Related reading: https://landing.google.com/sre/workbook/chapters/configurati...
Nix as an example:
nix-repl> { foo = 5 / 0; bar = 5; }
error: division by zero, at (string):1:9
nix-repl> { foo = 5 / 0; bar = 5; }.bar
5
vs. Python as an obvious example of a language with eager evaluation: >>> { "foo": 5 / 0, "bar": 5 }.bar
Traceback (most recent call last):
File "<stdin>", line 1, in <module>
ZeroDivisionError: division by zero
This lazy evaluation allows for a very nice construct in Jsonnet: local widget = {
id:: error "id must be set",
name: "widget-%d" % [self.id],
url: "https://factory.com/widget/%d" % [self.id],
};
widgetStandard: widget { id: 42 },
widgetSpecial: widget { name: "foo"; url: "https://foo.com" },
When the resulting code only expects a widget to have a 'name' and 'url' field, you can either have both automatically defined based on a single to-level ID, or override them, even fully skipping the ID if not needed. (a :: in jsonnet is a hidden field, ie. one that will not be evaluated automatically when generating a YAML/JSON/..., but can be evaluated by other means).
The reason you don’t use regular languages for this task is because you want to enforce termination (programs can’t run forever without halting, allowing someone to DoS your system) or reproducibility (the config program doesn’t evaluate to different JSON depending on some outside state because the program did I/O). If your use case involves users who can be trusted not to violate these principles, then a standard programming language can work fine, but this frequently isn’t the case.
Nickel is turing complete. See, the fib example.
> or reproducibility
Nickel doesn't force reproducibility
So again, why Nickel and not a GP programming language?
A configuration file is uniquely suited to a pure and lazy language.
Pure, because the all the advantages of a pure language remain, while none of the downsides; the result of evaluating the function is your configuration data.
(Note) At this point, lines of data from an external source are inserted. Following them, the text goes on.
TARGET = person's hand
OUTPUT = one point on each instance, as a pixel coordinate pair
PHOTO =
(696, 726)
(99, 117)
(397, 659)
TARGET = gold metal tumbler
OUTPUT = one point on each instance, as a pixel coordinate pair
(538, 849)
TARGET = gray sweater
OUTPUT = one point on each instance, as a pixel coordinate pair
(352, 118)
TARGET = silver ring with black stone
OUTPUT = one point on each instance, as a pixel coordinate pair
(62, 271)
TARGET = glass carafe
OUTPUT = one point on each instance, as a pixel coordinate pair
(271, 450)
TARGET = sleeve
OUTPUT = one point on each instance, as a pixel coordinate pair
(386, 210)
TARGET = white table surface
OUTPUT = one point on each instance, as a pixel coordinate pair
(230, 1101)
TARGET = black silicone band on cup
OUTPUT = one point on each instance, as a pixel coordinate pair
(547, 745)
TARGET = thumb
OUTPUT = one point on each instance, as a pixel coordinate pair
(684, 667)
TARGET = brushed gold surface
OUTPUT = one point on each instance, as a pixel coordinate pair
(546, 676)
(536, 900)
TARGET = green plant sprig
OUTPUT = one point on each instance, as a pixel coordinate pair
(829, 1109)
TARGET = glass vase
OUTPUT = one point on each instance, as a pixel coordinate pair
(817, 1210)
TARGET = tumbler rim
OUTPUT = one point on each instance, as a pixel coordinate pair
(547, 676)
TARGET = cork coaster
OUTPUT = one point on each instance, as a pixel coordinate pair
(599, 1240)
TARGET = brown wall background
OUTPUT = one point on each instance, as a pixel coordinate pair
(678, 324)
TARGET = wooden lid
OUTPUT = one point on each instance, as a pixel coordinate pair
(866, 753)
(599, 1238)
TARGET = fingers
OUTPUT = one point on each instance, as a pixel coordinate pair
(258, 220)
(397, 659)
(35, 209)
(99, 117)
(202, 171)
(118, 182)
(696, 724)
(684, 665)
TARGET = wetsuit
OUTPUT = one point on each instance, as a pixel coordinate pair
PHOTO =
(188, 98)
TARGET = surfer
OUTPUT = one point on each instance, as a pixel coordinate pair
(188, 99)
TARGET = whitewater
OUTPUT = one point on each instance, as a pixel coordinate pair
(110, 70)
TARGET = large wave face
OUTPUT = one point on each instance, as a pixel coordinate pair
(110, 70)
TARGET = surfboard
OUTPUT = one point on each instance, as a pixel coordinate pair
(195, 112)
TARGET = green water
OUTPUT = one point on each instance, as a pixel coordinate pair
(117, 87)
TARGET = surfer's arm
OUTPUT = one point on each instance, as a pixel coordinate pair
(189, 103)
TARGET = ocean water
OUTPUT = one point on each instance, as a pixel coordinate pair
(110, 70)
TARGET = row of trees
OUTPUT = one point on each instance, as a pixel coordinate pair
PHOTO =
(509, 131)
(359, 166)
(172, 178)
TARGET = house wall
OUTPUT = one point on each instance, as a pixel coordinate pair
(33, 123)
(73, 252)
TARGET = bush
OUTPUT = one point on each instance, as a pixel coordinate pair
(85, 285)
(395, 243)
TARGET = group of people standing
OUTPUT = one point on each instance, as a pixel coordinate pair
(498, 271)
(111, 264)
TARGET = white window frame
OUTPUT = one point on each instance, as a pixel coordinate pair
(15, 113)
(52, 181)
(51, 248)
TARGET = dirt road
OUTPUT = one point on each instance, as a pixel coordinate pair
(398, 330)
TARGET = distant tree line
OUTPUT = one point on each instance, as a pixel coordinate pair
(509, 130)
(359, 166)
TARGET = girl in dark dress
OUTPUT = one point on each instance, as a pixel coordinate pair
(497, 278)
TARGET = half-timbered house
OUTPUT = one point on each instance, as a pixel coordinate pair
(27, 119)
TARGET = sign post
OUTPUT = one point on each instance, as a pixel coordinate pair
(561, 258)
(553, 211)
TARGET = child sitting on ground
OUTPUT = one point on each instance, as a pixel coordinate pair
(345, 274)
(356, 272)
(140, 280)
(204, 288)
You don't need to do arbitrary I/O and ordering for generating configuration files.
Lazy because configuration files are naturally declarative, but you don't want to evaluate tons of things you have declared but then never used.
I should have been more clear, I was listing potential reasons why you might not use a standard programming language. "Not wanting turing completeness" is a reason to use a non-turing-complete DSL. I wasn't suggesting that Nickel was appropriate for this particular use case, but many of the other languages in this category are (e.g., Starlark, Dhall).
> Nickel doesn't force reproducibility
Scanning the docs, I don't see anything about Nickel allowing I/O, so I believe you're mistaken.
> However, sometimes the situation does not fit in a rigid framework: as for Turing-completeness, there may be cases which mandates side-effects. An example is when writing Terraform configurations, some external values (an IP) used somewhere in the configuration may only be known once another part of the configuration has been evaluated and executed (deploying machines, in this context). Reading this IP is a side-effect, even if not called so in Terraform's terminology.
> Nickel permits side-effects, but they are heavily constrained: they must be commutative, a property which makes them not hurting parallelizability. They are extensible, meaning that third-party may define new effects and implement externally the associated effect handlers in order to customize Nickel for specific use-cases.
This answers your question about why Nickel is preferable to general purpose programming languages--the side-effects are more limited. Further, it reads to me like the "side-effects" are something that the owner of the runtime opts into by extending the sandbox with callables that can do side-effects as opposed to untrusted code being able to perform side-effects in any Nickel sandbox.